Parmi les huit membres composant le jury figure des figures réputées et à l’expérience reconnue en matière d’ingénierie automobile, dont Maurice Sainturat, à l’un des principaux concepteurs de la célèbre Traction Citroën (dont il a conçu le moteur) ; Emile Petit, ancien ingénieur en chef de la marque Salmson (qui s’est d’abord fait un nom, dans les années 1920, sur le marché des cyclecars avant de s’orienter, durant la décennie suivante, vers les voitures familiales à tendance sportive) ainsi que Jules Salomon (à qui l’on doit, les automobiles Le Zèbre produites avant la Première Guerre mondiale ainsi que, après celle-ci, la conception du premier modèle de la marque Citroën, le Type A).

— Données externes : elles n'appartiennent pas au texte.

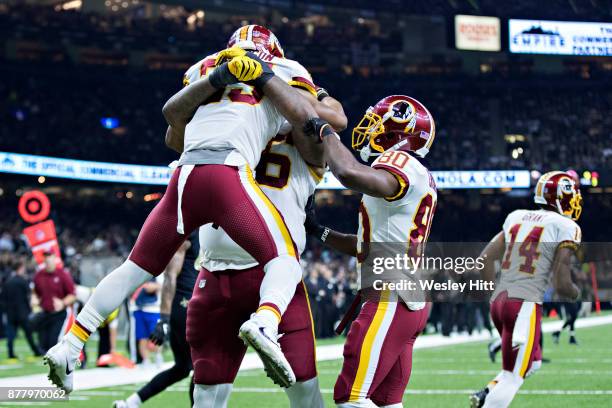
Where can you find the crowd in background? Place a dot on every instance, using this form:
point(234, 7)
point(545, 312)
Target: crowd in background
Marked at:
point(562, 125)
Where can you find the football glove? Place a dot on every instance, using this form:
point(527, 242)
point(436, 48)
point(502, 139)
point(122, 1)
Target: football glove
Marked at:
point(244, 68)
point(161, 331)
point(319, 128)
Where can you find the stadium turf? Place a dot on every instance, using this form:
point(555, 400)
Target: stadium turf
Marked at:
point(577, 376)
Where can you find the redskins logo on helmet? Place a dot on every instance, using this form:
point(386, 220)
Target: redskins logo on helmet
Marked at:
point(397, 122)
point(255, 37)
point(560, 191)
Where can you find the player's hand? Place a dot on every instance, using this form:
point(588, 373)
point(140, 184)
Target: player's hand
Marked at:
point(229, 53)
point(161, 330)
point(245, 68)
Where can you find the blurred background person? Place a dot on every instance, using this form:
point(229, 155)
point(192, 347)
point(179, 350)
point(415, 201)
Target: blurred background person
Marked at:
point(54, 287)
point(16, 298)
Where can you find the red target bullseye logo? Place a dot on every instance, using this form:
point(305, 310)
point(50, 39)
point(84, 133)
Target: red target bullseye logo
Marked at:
point(34, 206)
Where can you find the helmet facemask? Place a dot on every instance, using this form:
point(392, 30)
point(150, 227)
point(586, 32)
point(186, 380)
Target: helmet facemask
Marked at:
point(366, 130)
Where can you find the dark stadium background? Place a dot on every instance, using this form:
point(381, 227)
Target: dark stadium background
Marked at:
point(66, 65)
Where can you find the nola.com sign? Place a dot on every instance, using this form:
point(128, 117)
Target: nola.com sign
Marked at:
point(16, 163)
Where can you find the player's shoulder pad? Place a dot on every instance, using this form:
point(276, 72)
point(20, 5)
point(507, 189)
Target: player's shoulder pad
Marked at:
point(403, 166)
point(294, 73)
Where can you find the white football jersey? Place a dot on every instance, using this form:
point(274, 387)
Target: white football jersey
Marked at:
point(532, 238)
point(239, 117)
point(405, 218)
point(288, 181)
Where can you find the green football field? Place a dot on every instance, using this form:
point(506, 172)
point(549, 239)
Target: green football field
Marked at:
point(577, 376)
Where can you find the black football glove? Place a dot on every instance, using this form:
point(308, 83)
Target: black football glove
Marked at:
point(162, 330)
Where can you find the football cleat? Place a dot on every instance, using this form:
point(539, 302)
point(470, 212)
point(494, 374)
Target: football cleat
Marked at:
point(263, 340)
point(61, 366)
point(477, 399)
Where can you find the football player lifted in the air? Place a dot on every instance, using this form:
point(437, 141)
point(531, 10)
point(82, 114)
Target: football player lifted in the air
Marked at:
point(399, 200)
point(534, 247)
point(233, 104)
point(227, 288)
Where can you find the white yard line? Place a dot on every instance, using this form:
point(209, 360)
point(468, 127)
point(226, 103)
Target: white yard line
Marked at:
point(109, 377)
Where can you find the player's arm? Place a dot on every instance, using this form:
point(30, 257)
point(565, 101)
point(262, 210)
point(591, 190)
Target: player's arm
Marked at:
point(180, 108)
point(344, 243)
point(175, 138)
point(298, 111)
point(351, 173)
point(562, 275)
point(493, 252)
point(328, 109)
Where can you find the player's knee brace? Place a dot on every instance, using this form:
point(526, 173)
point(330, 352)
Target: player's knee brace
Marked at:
point(305, 394)
point(211, 396)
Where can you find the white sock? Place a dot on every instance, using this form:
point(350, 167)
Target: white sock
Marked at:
point(133, 401)
point(494, 381)
point(282, 274)
point(305, 394)
point(107, 297)
point(361, 403)
point(211, 396)
point(502, 394)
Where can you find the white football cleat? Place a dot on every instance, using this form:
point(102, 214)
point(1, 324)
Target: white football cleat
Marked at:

Le concours lancé par la S.I.A est un succès, avec plus d’une centaine de propositions reçues, parmi lesquels des ingénieurs indépendants comme Emile Claveau ainsi même que d’autres personnalités qui ont voulu profiter de cette occasion pour appliquer à l’automobile leurs conceptions en matière d’esthétique ainsi que d’habitabilité et d’encombrement, comme le célèbre architecte Le Corbusier et sa voiture baptisée « Maximum » dont il avait déjà tracé les premières esquisses à la fin des années 1920. Bien que novateur et ayant permis à de nombreux ingénieurs, designers et autres créateurs talentueux de matérialiser ainsi que d’exposer leur vision de la « voiture populaire de l’avenir », malheureusement sans doute, le concours lancé par la Société des Ingénieurs de l’Automobile n’aboutira, en tout cas dans l’immédiat, sur aucun projet concret. A savoir qu’aucun des véhicules présentés au concours en connaîtra, en tout cas dans les années qui suivront et sous la forme où ils ont concouru, ne connaître de suite en série.
Cela aurait toutefois pu y être le cas, si, toutefois, l’éclatement de la Seconde Guerre mondiale n’était pas survenu en septembre 1939 et n’ait alors obligé les ingénieurs indépendants comme les bureaux d’études des différents constructeurs français a rangé leurs études dans les tiroirs pour se consacrer à l’effort de guerre. La défaite de juin 1940 et le contexte sombre de l’occupation par les troupes allemandes qui s’instaure alors n’incitant guère, tout au moins en apparences ou dans l’immédiat, à se remettre au travail sur la planche à dessin. D’autant que l’une des clauses de l’armistice signée avec l’Allemagne interdit aux constructeurs de se lancer ainsi que de poursuivre l’étude de nouveaux modèles ou autres véhicules à usage civil. C’est donc dans la clandestinité et dans la plus grande discrétion, dans les sous-sols des usines ou au sein de bureaux d’études improvisés dans des villes ou bourgades de province (où le risque d’être découvert et de subir la surveillance et les représailles des autorités d’occupation est bien moindre) que des hommes imaginent ce que pourrait être la voiture de l’après-guerre.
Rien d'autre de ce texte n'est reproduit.